Ce premier contact entre les deux peuples est confirmé aujourd’hui par le traité du 1er septembre. Il se peut que ce traité, je l’ignore, ait excité d’universelles acclamations en Allemagne. Mais, quant à moi, cet enthousiasme me plaît ; il me console, il me rassure, parce qu’il vient de la part de populations réfléchies, sérieuses, de la part de populations qui ont appris à nous connaître et qui sauront nous apprécier ; de la part de populations qui nous traiteront, non comme une province, non comme un peuple vassal, mais comme une nation digne de son indépendance et résolue à la conserver !
Viennent alors ces crises que l’Europe redoute ; viennent
des jours de danger où les jeunes nationalités chancellent sur leurs bases mal
assises,
Ainsi le traité,dans ma pensée, n’est pas du tout antifrançais. Je serais désolé qu’il fût tel, même paraître tel ; s’il l’était, je le regretterais tout le premier ; mais le traité est belge.

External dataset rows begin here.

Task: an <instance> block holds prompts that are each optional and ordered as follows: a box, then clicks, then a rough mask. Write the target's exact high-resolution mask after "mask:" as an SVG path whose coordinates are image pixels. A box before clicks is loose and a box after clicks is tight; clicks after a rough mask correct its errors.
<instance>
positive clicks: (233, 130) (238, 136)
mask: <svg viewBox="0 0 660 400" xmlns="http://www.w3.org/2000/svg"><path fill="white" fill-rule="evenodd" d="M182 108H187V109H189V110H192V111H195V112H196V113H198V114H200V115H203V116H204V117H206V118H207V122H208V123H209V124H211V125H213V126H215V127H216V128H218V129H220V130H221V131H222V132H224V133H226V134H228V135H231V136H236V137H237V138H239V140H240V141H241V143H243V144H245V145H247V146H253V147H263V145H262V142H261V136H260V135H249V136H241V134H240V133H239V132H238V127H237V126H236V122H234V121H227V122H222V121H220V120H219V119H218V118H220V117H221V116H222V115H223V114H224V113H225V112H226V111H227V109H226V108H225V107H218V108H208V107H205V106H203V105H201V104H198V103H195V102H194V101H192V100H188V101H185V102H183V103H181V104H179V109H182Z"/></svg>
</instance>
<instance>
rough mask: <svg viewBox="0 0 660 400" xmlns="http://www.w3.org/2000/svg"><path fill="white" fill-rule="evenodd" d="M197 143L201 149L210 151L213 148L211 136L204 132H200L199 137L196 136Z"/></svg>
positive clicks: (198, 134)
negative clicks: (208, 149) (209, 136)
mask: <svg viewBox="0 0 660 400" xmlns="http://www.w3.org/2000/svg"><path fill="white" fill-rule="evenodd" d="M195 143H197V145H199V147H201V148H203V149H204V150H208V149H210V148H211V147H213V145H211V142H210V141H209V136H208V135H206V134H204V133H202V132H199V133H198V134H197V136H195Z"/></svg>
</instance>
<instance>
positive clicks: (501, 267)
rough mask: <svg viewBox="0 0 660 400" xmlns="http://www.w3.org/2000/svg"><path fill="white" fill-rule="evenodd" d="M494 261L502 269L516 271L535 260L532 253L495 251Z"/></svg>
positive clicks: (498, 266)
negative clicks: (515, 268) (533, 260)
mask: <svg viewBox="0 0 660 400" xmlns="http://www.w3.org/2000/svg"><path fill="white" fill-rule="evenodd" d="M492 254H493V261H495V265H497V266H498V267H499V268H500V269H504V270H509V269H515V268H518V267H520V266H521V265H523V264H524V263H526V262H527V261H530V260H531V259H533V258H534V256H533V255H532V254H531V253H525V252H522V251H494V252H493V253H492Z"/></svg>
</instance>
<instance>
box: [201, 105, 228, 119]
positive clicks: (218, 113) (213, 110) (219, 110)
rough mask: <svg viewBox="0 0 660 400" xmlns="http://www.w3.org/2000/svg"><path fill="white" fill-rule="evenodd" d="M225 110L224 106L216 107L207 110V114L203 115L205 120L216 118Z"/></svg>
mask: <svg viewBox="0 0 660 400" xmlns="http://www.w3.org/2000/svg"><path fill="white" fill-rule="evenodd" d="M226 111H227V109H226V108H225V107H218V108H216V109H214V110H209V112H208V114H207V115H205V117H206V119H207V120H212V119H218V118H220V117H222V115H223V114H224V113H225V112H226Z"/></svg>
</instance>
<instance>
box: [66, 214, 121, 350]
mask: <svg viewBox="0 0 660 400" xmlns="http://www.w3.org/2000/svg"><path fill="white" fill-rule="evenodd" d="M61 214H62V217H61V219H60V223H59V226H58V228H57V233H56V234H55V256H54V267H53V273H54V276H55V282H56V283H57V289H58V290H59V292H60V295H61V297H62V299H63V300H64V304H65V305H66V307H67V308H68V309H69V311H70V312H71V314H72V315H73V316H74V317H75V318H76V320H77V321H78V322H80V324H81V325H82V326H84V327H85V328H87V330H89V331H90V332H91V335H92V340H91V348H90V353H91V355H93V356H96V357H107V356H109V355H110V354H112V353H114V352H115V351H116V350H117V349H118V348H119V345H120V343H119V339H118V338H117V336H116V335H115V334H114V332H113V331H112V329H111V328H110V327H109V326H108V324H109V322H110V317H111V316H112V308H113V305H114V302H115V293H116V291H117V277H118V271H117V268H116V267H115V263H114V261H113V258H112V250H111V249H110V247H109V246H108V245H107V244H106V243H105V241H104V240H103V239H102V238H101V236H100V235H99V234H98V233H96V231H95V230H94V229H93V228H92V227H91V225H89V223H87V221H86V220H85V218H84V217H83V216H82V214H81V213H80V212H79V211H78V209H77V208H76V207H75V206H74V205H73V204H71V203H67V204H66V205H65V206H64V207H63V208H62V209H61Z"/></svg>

Il ne peut contrarier (j’insiste une dernière fois sur ce point, parce que je ne veux pas qu’on se méprenne sur le fond de ma pensée, toute personnelle d’ailleurs,) que ceux qui, en (page 425) France ou en Belgique, n’ont pas foi en l’avenir de la nationalité belge ; il ne peut contrarier que ceux qui ne respectent pas cette nationalité. Or, je ne crois pas que nous devions beaucoup de ménagements envers ces politiques égoïstes qui commencent par nous contester le plus sacré de nos droits, celui de vivre, et la première prérogative de notre souveraineté, la liberté de nos alliances. Messieurs, encore une réflexion et je finis.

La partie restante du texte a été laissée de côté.